Отсоединяюсь, нажимая на экран, и перевожу духу. Вроде бы ничего особенного, а кажется, что я побывала в стане врагов.

— Вот сука, — хлопает по бедру Илья, — заебал к тебе шарахаться. Как банный лист.

— Ему нужны голоса, — пожимаю плечами, подходя ближе к Поддубному и обнимая его со спины. Мышцы под моими руками напряжены, и я провожу по ним ладонью, разминая. — Что с Матвеевым?

— Его заинтересовала эта ситуация. Сказал, что завтра постарается прилететь на собрание, если не будет форс-мажоров.

— Он проголосует за тебя?

Илья смеется, качая головой:

— Сашка, он в первую очередь бизнесмен. И голосовать будет за то, в чем увидит выгоду, а чтобы просчитать ее как следует, Матвеев и собирается нас посетить.

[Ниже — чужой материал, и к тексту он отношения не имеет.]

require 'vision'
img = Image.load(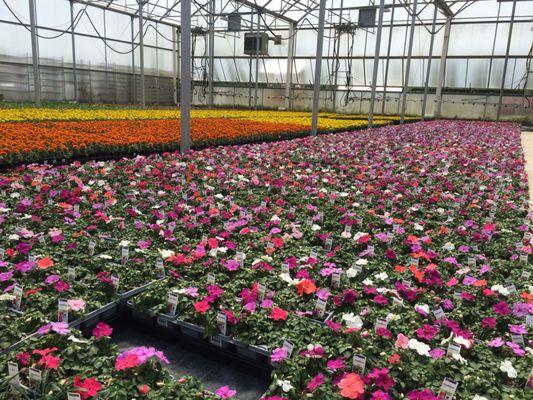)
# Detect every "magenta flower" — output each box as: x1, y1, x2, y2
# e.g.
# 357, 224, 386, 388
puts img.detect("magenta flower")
215, 386, 236, 398
225, 259, 239, 271
92, 322, 113, 339
306, 373, 324, 392
38, 322, 70, 335
429, 348, 446, 359
407, 389, 438, 400
493, 300, 511, 316
327, 357, 345, 371
487, 337, 505, 348
509, 324, 527, 334
416, 324, 438, 341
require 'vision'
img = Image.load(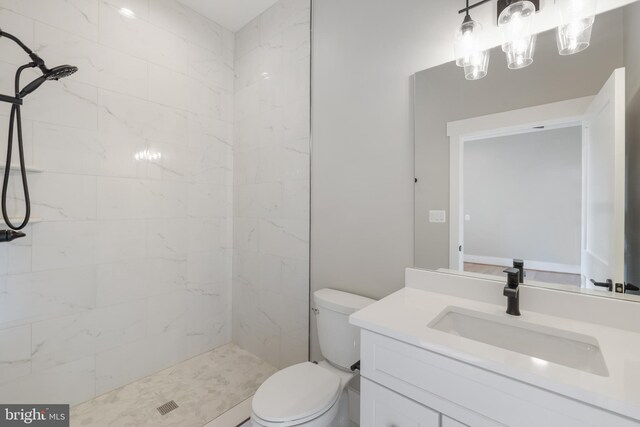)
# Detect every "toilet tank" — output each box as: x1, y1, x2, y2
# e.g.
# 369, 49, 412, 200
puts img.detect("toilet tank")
314, 289, 376, 370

Спать мы ложимся пораньше, и я засыпаю быстро, уткнувшись носом в плечо Ильи. Сквозь сон слышу, как он встает, бродит по квартире, сидит в телефоне. Долго молчит, потом чертыхается весьма выразительно.

— Ты чего? — поднимаю голову, сонно вглядываясь в темноту комнаты, которую разбавляет только свет от экрана его мобильника.

— Спи, все в порядке.

Я не верю, но сил бороться со сном почти не остается. То ли нервные переживания тому виной, то ли по другой причине, но я опять засыпаю, ощущая тяжесть во всем теле.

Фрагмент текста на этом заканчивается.